M.A. Farina Coscioni: ´si no hay libertades para los gitanos, no las habrá para nosotros´
La regola, sia per i credenti che per i laici, dovrebbe essere quella del precetto evangelico “ama il tuo prossimo come te stesso”; magari emendata come ha recentemente raccomandato l’arcivescovo emerito di Milano, cardinal Carlo Maria Martini: “Ama il tuo prossimo che è come te”. Questo pensavo quando insieme a Rita Bernardini, Matteo Mecacci, Maurizio Turco, Elisabetta Zamparutti e ad altri dirigenti e compagni del Partito Radicale, ho accompagnato l’europarlamentare rom ungherese Viktoria Mohacsi nei campi vicino Napoli, di Poggioreale e di Ponticelli, il campo dato alle fiamme nel corso di un raid razzista, e ormai deserto...

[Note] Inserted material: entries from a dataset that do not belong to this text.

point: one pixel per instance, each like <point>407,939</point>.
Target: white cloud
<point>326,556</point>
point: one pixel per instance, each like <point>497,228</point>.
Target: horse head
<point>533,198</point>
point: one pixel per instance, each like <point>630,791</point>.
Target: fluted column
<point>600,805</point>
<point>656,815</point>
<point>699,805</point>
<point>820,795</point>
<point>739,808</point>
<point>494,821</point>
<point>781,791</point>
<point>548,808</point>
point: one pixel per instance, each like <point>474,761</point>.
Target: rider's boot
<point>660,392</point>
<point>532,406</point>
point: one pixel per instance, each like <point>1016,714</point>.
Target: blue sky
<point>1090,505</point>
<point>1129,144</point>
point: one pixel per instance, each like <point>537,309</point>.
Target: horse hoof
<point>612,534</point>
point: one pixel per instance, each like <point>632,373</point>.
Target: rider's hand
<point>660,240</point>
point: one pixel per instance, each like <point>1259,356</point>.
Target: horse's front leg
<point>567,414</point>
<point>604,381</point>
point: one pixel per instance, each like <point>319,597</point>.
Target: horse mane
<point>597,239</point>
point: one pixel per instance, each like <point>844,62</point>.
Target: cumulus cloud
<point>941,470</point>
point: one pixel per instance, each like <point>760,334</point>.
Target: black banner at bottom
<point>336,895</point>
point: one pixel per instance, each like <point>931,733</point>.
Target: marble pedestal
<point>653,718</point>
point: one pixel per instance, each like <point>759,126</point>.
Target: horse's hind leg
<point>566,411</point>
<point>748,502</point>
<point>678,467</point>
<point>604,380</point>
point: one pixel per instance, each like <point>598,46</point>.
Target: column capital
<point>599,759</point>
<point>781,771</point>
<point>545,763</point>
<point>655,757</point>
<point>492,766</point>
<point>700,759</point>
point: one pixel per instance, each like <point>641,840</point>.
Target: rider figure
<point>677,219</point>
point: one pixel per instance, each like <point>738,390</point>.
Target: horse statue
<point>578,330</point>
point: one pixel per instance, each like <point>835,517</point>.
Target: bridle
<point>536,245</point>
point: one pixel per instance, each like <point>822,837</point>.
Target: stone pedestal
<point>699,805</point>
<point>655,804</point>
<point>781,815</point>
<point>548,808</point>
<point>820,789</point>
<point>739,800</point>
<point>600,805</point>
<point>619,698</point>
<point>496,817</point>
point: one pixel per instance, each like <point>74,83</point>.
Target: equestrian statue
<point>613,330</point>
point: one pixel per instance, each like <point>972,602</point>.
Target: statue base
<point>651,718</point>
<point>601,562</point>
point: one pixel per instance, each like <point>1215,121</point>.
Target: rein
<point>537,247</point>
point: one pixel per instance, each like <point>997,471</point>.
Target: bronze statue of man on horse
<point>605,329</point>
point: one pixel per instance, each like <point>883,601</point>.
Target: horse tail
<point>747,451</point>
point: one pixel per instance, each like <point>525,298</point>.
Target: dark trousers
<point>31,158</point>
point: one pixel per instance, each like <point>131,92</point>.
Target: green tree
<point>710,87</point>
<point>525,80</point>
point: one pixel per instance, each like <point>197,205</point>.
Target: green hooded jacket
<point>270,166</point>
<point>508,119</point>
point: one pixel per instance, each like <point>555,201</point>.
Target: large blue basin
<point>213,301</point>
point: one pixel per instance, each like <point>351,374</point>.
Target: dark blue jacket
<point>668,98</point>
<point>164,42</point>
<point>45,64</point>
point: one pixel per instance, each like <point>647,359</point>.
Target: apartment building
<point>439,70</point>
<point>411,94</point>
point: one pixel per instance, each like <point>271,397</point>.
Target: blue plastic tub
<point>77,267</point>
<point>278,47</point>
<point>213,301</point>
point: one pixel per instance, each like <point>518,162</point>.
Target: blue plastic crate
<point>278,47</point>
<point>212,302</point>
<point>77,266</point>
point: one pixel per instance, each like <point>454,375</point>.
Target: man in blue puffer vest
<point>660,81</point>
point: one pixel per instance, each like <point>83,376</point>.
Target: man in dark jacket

Ho visto centinaia di rom, tra cui moltissimi bambini, che vivono tra cumuli di rifiuti, in baracche costruite con materiale in amianto, e che nulla hanno a che invidiare alle favelas.
Quei luoghi – lo dico senza alcun spirito polemico o intenzione provocatoria – dovrebbero essere visitati anche da esponenti di governo e della maggioranza; si renderebbero conto delle conseguenze dei provvedimenti sull’immigrazione, criminogeni, che alimentano situazioni di tensione altissima. Non riesco davvero a dare torto a Viktoria Mohacsi, che in un suo quaderno di appunti, dopo la visita nei campi di Napoli ha scritto: “A Ponticelli è tutto bruciato, le persone sono state sfollate, molti mi hanno detto di sentirsi come ad Auschwitz”.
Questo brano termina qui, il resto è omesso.